Did the conference speech begin to change that? Asked for the Observer poll which of the three party leaders had a clear vision for the country, respondents left Miliband trailing Cameron, albeit slightly. With that in mind, putting aside the nine references to the word 'vision' in his speech, Miliband certainly succeeded in giving a clear label to his ambitions: One Nation. The critical task now is to put meat on the bones: what in practice 'One Nation' would mean for the everyday lives of northern voters. Dizzy. One Nation worked for him. Photograph: John Jabez Edwin Mayall/Getty Images
Asked which of the party leaders they would describe as weak, the polling for the Observer found Miliband trailing David Cameron significantly in the north and the Prime Minister also leading the Labour leader on who people feel is most competent. Addressing this point, Miliband launched a stinging and unambiguous attack on the Government, asking delegates:
Have you ever seen a more incompetent, hopeless, out of touch, u-turning, pledge-breaking, make it up as you go along, back of the envelope, miserable shower than this Prime Minister and this Government?
Expect Labour over the next two and half years to hammer home the point still further, using every opportunity available to crystallise in people's minds an association between the words 'incompetent' and 'Government'.
The good news for Miliband, particularly following Nick Clegg's admission last week that he had let people down by being unable to keep to his pledges on tuition fees, was that the Observer's poll put the Labour leader clearly ahead when voters were asked which party leader was most trustworthy. Whilst unlikely to use the same words, Miliband has space to carve out the position developed by Blair that he is a 'pretty straight kind of guy'. Public trust is likely to prove a major issue come the next election, even bigger than it is already.

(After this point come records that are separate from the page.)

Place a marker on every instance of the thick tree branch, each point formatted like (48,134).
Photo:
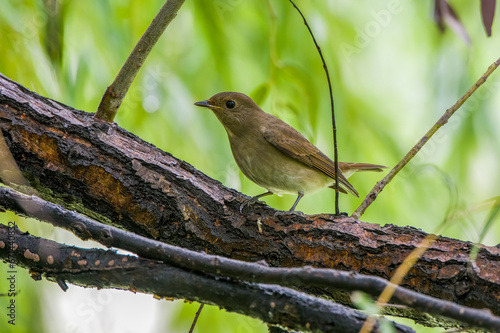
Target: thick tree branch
(308,277)
(116,178)
(107,269)
(116,92)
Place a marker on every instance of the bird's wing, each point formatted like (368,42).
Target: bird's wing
(293,144)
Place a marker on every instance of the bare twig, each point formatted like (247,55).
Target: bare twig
(443,120)
(87,228)
(334,126)
(116,92)
(196,316)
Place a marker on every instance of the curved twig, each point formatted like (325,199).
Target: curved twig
(370,197)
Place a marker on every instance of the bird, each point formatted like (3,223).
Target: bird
(273,154)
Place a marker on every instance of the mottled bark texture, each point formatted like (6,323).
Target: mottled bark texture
(111,175)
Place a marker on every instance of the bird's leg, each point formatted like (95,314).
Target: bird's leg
(254,199)
(301,194)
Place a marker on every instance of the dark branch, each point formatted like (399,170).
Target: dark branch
(118,179)
(107,269)
(307,277)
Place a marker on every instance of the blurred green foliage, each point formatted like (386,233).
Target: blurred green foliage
(393,75)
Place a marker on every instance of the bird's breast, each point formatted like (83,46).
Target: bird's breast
(266,166)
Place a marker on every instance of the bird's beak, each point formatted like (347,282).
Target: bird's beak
(204,104)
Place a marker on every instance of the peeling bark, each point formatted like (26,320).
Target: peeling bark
(111,175)
(106,269)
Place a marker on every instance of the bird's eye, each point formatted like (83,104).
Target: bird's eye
(230,104)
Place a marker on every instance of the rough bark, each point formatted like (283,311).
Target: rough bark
(111,175)
(106,269)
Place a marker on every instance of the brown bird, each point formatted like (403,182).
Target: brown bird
(273,154)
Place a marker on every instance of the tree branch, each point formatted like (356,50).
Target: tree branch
(308,277)
(107,269)
(116,178)
(115,93)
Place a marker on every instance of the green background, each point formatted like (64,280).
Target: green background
(394,74)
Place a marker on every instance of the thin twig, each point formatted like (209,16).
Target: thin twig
(87,228)
(443,120)
(334,126)
(196,317)
(114,95)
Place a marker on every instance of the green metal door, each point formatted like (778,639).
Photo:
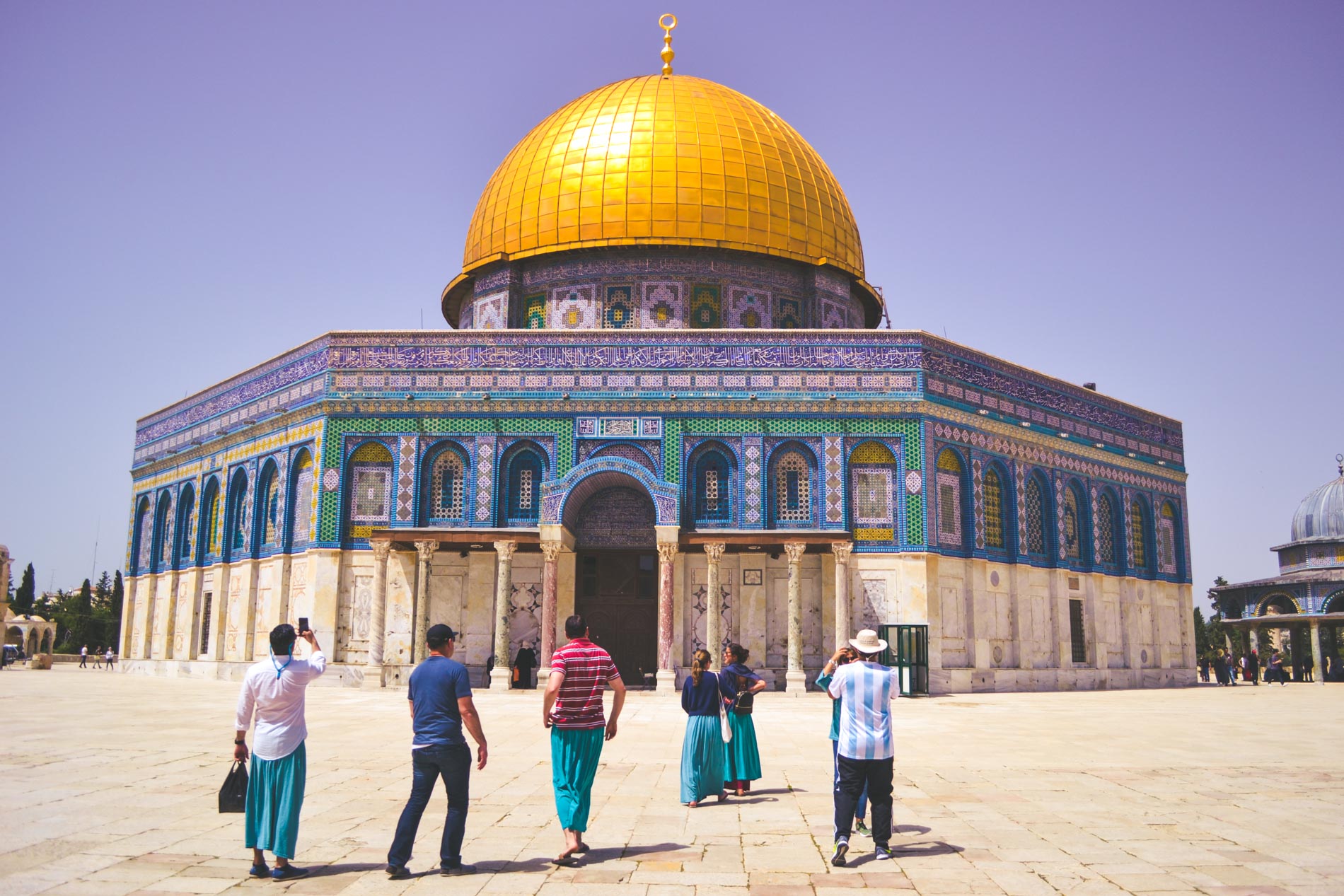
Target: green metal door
(908,653)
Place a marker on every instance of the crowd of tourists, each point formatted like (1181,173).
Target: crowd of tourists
(719,752)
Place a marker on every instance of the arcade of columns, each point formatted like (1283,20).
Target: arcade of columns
(504,549)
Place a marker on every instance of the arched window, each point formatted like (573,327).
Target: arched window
(236,518)
(1169,557)
(949,476)
(524,470)
(370,488)
(163,534)
(210,513)
(143,537)
(1106,540)
(269,524)
(1075,524)
(1039,519)
(186,525)
(712,497)
(301,500)
(873,508)
(792,488)
(996,509)
(445,489)
(1140,535)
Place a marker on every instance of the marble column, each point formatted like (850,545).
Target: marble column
(378,615)
(550,594)
(714,603)
(502,677)
(1317,673)
(842,549)
(794,680)
(425,557)
(666,680)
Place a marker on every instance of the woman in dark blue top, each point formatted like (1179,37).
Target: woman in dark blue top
(741,757)
(702,750)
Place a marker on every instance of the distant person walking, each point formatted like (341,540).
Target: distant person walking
(440,696)
(866,748)
(573,711)
(524,663)
(273,691)
(738,685)
(702,747)
(842,657)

Similarly, the 'One Nation' argument has the potential to tap into the belief in northern England that Miliband most cares about all sections of society, from, as he argued on Tuesday the
small business struggling against the odds to the home help struggling against the cuts.
Most significantly, with the battle over the economy always central to British politics, Labour will have been encouraged that Miliband and Ed Balls are seen in the north as a better team for the boardroom of UK PLC.
Being in opposition is difficult. You can say but not do, and opposition leaders always have trouble projecting themselves as future Prime Ministers. The person already in Number 10 at the time by default looks and sound more Prime Ministerial.
That said, Miliband needed a speech which got him noticed and articulated a vision, clear and free from policy mumo-jumbo, which Labour activists can now sell on the doorstop. That much he achieved. The questions now are what One Nation Labour would actually do with the levers of powers and crucially whether you, the voter, are convinced. For the politicians, that's the hard bit.